一方、一般教養を英語にすると「general education」「liberal education」となり、例えば上記の「一般教養の科目」を英語にすると「general education subjects」となります。
一般常識の意味
一般常識とは
一般常識とは、社会において一般的とされる常識を意味しています。
一般常識の使い方
一般常識を使った分かりやすい例としては、「簡単な一般常識クイズを出題します」「一般常識問題の数学は難しく感じます」「就職試験のために一般常識の問題集を購入する」「一般常識問題集を無料で配布しています」などがあります。

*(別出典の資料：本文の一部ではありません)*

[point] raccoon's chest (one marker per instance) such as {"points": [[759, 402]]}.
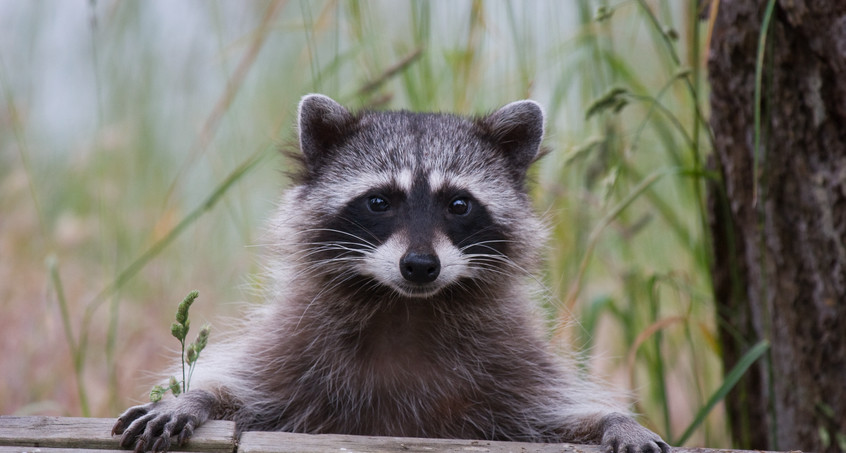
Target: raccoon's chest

その他にも、「ビジネスマンとして一般常識やマナーは欠かせません」「英語力と一般常識とでは、どちらを重視しますか」「国語の一般常識問題には自信があります」「覚えておきたい一般常識を一覧にする」などがあります。
一般常識の「一般」は広く全体に共通して認められ行き渡っていること、「常識」は一般の社会人が共通にもつべき普通の知識や考え方のことです。一般常識とは、社会人として持つべき知識や判断力を意味します。
表現方法は「一般常識テスト」
就職試験における「一般常識テスト」とは、応募者の基礎的な教養や社会常識を測る目的で行われるものです。具体的には、社会や経済、歴史、地理、時事問題など幅広い知識を問う問題が多く出題されます。
一般常識の対義語
一般常識の対義語・反対語としては、考え方や行動などが世間一般のものとかけ離れていることを意味する「常識外れ」、経験が浅く世の中の事情にうといことを意味する「世間知らず」などがあります。
一般常識の類語
一般常識の類語・類義語としては、社会一般に通用している常識または見解を意味する「社会通念」、物事の健全な考え方や健全な判断力を意味する「良識」、常識や良識を意味する「コモンセンス」などがあります。
一般教養の意味
一般教養とは
一般教養とは、専門的教養や職業的教養に対して、広く一般に必要とされる教養を意味しています。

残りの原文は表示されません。